Wednesday, April 13, 2011

Building the next scalable system

Scalability has always been nightmare of most developers. If you are thinking of building web application that millions of users will be accessing at the same time, then you are not wrong to worry about how scalable your design is.

For the few years that I have developed software, I gathered few tips on how to design scalable systems. Last night during a 'blue bulb' session with my roomate (PK)  and Emma, there was a short discussion on scalability, so today I decided to put together some tips on developing a scalable system. So here are the tips

Think Stateless
The problem with maintaining state, especially in memory, is that you CANNOT scale your memory. Memory is supposed to be used for processing and not for storing data. This is why most people think scripting languages (like php and python) scale better than compile languages (like java). This is not wholely true. The problem is with the mindset of developers who have used compiled languages. With languages like C# and Java you can store data in memory from one request to another. This is not true for a php script. With php once the script is done, all variables are out of memory and your memory is free to serve the next request.

At best try to make (and treat) each request as independent as possible. In that case, your server resources consumption does not increase with increased requests. Let say you maintain 100KB of data of state in memory  for each user logged in to your system. If you have 3M users logged in to the system, you will need 100KB x 3M amount of memory to avoid your system going down.

From my experience it is BETTER to maintain state in database (if you have to maintain state at all), why? Because you can scale your database across different servers on different machines but it will be difficult and complex to share memory on different machines.

Tips
1. Use classes for data modelling
2. Decoupling is better. Make sure you dont have complex associations between your classes. For instance avoid  using List or LinkedlList to associate classes.
3. Do not put data access methods in a data model class, use a static manager class or a manager class with static methods
4. As far a possible make use of the power of your DBMS. For instance use mysql to perform searches instead of looping through a list or hashmap in memory.



Use client resources for accessing external services

If possible use client machine for accessing external services. Using content distribution networks (CDN like google, or microsoft) for loading javascripts libraries like jquery frees your server of bandwith.
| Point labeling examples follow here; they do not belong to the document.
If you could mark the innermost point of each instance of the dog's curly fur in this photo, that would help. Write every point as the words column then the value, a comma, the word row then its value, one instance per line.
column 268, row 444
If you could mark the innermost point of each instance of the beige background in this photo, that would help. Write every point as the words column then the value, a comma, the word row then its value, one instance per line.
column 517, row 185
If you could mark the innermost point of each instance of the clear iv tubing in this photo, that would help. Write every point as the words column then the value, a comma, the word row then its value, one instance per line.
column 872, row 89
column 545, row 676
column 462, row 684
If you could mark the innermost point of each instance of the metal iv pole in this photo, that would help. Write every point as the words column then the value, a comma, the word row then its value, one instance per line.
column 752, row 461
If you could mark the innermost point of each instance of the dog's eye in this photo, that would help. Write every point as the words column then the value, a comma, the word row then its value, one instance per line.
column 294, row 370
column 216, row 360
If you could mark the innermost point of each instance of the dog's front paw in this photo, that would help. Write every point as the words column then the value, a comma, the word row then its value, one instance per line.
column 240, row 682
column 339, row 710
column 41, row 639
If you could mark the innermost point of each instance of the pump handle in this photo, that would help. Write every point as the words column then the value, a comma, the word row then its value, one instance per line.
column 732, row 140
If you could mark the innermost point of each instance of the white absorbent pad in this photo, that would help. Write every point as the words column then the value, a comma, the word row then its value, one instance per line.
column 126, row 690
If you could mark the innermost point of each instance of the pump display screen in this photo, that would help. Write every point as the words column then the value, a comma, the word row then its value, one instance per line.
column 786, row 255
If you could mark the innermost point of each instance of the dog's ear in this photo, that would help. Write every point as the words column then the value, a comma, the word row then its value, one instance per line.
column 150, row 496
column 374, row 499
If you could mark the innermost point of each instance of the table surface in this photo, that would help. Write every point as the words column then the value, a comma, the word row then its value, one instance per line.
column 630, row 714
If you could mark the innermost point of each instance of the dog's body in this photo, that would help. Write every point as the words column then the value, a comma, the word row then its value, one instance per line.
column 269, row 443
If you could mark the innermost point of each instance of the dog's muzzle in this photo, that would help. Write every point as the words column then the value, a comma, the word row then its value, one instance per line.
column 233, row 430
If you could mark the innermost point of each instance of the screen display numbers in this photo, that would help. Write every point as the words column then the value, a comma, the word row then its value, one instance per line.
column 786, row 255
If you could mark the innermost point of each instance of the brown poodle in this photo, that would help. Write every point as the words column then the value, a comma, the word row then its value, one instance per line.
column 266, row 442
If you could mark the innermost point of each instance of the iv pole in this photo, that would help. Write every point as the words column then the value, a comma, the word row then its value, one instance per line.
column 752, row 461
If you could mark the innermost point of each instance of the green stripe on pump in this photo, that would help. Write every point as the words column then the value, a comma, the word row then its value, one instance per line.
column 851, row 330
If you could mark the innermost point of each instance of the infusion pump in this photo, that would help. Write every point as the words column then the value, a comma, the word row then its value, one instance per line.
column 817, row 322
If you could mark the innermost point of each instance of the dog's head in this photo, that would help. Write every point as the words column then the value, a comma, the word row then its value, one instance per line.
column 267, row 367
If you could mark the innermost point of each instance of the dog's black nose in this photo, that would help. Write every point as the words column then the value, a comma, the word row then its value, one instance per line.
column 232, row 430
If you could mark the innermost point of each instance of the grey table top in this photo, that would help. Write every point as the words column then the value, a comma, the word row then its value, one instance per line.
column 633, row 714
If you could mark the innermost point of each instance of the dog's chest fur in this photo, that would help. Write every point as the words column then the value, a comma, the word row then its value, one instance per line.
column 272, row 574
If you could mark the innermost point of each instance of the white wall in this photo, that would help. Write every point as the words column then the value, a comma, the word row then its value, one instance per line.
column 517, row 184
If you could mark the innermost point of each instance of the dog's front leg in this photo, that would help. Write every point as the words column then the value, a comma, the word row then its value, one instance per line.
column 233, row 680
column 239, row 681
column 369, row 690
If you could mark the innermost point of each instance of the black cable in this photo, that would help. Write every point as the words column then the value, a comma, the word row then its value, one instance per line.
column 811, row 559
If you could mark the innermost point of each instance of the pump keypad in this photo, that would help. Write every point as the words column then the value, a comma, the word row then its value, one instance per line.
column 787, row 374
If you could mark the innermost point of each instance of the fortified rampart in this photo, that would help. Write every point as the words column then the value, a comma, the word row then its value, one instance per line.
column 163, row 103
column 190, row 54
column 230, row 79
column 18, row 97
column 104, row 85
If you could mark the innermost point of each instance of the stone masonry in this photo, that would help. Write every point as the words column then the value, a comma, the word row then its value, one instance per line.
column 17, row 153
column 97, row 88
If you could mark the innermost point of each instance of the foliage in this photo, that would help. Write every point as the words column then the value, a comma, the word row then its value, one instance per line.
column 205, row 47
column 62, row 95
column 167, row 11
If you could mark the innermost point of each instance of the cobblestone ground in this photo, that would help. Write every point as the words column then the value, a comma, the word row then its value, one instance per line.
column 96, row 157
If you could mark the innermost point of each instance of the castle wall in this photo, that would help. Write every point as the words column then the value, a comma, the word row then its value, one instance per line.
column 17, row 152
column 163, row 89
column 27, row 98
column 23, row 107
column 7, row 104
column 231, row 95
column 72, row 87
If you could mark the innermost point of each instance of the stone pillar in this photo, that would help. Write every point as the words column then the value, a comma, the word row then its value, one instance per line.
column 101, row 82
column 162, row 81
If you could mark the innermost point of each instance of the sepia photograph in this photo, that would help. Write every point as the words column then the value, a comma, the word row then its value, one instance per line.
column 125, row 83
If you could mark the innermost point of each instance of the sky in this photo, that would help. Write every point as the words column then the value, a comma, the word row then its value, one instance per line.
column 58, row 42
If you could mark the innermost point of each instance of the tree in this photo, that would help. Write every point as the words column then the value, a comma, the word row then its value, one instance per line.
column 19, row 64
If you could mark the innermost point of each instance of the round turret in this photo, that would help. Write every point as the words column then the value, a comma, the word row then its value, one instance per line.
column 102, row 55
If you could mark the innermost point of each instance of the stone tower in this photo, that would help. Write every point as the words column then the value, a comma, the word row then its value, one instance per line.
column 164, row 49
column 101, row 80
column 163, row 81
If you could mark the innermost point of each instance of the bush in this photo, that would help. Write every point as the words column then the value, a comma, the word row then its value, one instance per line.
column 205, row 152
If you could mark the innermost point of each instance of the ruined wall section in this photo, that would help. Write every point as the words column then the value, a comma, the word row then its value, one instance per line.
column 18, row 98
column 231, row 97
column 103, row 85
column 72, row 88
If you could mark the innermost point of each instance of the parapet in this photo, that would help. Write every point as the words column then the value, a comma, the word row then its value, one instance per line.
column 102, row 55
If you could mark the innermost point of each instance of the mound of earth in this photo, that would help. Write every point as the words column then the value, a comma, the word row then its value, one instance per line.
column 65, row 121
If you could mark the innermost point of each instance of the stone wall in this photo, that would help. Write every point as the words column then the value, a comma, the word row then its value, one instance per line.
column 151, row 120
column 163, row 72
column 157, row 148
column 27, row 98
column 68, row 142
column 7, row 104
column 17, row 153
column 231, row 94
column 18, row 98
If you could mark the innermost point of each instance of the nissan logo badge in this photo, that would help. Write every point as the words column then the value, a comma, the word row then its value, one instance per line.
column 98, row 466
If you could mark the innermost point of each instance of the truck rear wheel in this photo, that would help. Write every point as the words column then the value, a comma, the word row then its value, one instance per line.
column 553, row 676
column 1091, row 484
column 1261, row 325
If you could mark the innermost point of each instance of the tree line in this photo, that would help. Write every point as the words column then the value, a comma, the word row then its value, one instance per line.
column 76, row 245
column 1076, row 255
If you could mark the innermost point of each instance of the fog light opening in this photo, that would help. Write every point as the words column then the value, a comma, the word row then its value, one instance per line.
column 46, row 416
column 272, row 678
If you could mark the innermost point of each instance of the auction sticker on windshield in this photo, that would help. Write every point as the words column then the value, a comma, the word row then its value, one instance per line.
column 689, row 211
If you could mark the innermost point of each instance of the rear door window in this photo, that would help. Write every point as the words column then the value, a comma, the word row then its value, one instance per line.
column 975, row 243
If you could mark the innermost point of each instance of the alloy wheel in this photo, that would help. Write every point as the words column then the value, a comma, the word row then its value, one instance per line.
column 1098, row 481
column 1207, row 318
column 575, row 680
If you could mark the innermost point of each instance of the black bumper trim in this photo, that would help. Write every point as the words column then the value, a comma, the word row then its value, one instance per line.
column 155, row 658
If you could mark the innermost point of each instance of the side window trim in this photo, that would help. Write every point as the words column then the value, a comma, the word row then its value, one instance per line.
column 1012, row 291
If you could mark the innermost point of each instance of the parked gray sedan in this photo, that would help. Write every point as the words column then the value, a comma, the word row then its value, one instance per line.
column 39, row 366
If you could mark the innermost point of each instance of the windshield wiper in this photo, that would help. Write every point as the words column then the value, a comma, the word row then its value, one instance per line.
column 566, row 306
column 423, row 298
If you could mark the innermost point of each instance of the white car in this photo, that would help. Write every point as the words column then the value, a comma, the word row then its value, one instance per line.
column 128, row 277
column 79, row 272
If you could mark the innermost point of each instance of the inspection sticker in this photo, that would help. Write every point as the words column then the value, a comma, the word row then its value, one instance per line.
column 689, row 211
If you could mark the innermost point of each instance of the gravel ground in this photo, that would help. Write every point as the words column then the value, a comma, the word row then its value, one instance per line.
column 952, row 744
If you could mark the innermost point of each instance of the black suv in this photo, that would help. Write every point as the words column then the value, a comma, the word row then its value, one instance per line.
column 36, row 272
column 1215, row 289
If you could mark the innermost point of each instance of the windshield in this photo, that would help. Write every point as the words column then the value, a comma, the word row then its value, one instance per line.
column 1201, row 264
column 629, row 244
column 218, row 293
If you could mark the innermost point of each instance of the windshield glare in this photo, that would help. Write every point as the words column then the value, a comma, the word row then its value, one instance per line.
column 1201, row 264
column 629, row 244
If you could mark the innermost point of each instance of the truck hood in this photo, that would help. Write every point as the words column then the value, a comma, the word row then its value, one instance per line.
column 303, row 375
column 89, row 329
Also if you are developing an application that interacts with social network sites like facebook or twitter, it's better to use client side libraries than server side libraries.

Lets assume you are building a simple app that pulls a user's friends from facebook and displays their profile pictures. Let's say the user has 5000 friends on facebook. It will be unwise to retrieve the user's friends from server side. The best way will be to use the facebook javascript library then connect to facebook from the client's machine.

If possible, try to learn a scripting language (like python or php)
Scripting languages forces the developer to think in terms of scalability. I was part of a team that developed a mobile game in Java ME and backend in Servlets. We heavily used the memory for maitaining states of games in play and it worked fine. This is because java (a compiled language) supports that. We were not forced to think in terms of scalability and this is by no means the fault of java (java scales), we had a bad design of our system and we got away with that because we were using java.

So the point is, if you have experience with languages like python, you will be forced to think to scale from onset. I rewrote the backend of the game in python and it scales.

I hope the tips were useful.
Special thanks to PK Anane, Emmanuel and Robert.